1859 – Charles Blondin walks a tightrope over Niagara Falls

One of the most celebrated tightrope walkers of his era, Charles Blondin was an extreme sports legend more than a century before extreme sports was invented by bored rich people. Blondin’s most famous exploit was walking a tightrope that had been stretched across Niagara Gorge not far downstream of the falls (near the current location of Rainbow Bridge).

The tightrope was 340m in length, 8.3cm in diameter and hung 49m above the river below. Blondin first performed this feat on June 30, 1859, and repeated it several times thereafter, always adding some variation to increase the challenge. Recorded variations include blindfolded, in a sack, trundling a wheelbarrow, on stilts, carrying a man (his manager, Harry Colcord) on his back, standing on a chair with only one chair leg on the rope, and sitting down midway while he cooked and ate an omelet – he pushed a wheelbarrow containing the necessaries out onto the rope to do this, and also lowered parts of the cooked omelet to passengers on a boat below him.
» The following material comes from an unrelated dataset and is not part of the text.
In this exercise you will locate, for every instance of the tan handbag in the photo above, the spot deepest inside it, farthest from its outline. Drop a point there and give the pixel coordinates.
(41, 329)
Beat that, extreme sports fans.

Referenced in:
Blondin Makes an Omelette — Gareth Liddiard

1859 — “On the Origin of Species” by Charles Darwin is first published

One of the most controversial books in the world, On the Origin of Species (often called Origin of the Species is one of the foundational texts of modern science. Not only is almost the entirety of modern biology built on its foundation, but it remains an excellent (if imperfect) example of the scientific method.

Charles Darwin had spent many years developing this theory, beginning with initial observations in 1835 during his voyage on the Beagle, and working on it in earnest for more than 15 years prior to publication. Darwin was entirely unprepared for the controversy he kicked off, although one suspects that he’d merely be saddened and confused by the low esteem in which a majority of Americans currently hold his theory.